Coinfection is the simultaneous infection of a host by multiple pathogen species and is commonplace in vertebrate hosts. As pathogen species can (in)directly interact within the host, coinfections are considered to be of particular importance in the ecology of wildlife diseases. In general, pathogens do not exert their effects in isolation; they act in conjunction with other parasites infecting the host. The subject of coinfection is increasingly recognized as a complex process that breaks down the one-pathogen/one-disease paradigm, altering pathologic and immunologic effects in the host, the severity and duration of disease, and ultimately transmission in ways that are different, and often greater, than would be expected from single infections. In this project, I test the hypothesis that directly-transmitted Mycoplasma (MG) will transmit more efficiently when interacting with common songbird copathogens (Plasmodium relictum (PR), a mosquito-transmitted protozoan, and Borrelia burgdorferi s.s. (BB), a tick-borne bacterium), with coinfections exacerbating MG disease and transmission. Furthermore, I anticipate characterizing aspects of MG adaptation to the coinfected ‘host environment’.
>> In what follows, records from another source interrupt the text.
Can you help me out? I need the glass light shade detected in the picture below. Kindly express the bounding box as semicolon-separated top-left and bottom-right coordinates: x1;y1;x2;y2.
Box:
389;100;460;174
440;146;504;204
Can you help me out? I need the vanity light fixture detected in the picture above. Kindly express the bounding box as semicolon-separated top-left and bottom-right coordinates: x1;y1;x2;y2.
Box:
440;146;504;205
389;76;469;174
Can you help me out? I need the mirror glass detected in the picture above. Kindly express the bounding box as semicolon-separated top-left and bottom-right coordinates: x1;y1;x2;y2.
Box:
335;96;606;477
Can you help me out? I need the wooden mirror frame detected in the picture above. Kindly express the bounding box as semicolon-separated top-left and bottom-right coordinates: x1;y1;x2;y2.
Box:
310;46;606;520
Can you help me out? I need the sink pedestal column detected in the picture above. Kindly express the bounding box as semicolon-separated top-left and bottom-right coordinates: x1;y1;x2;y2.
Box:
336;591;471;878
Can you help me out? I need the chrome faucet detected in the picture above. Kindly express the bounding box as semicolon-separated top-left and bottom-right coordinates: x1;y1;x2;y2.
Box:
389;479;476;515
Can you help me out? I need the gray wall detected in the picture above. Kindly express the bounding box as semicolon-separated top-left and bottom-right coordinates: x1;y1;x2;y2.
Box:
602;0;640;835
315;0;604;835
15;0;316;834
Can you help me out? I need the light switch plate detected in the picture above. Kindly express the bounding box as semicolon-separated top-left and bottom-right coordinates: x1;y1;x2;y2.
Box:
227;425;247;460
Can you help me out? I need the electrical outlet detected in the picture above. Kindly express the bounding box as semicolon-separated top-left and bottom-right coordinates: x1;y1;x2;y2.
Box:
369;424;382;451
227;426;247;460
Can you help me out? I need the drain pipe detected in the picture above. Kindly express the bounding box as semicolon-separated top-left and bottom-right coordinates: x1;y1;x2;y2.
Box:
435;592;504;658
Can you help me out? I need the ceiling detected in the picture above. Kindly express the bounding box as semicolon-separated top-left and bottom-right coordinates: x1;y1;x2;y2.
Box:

The current COVID-19-crisis is providing ample evidence for pathogen evolution at rapid rates, fitness advantages allowing.
The objectives of this project - of which hypotheses have been tested within wild bird species - therefore are of high socio-economic value: understanding underlying processes of co-pathogen interactions on transmission dynamics is key to predict fitness landscapes favouring the one strain over the other, and therefore the population dynamics of both pathogen and host.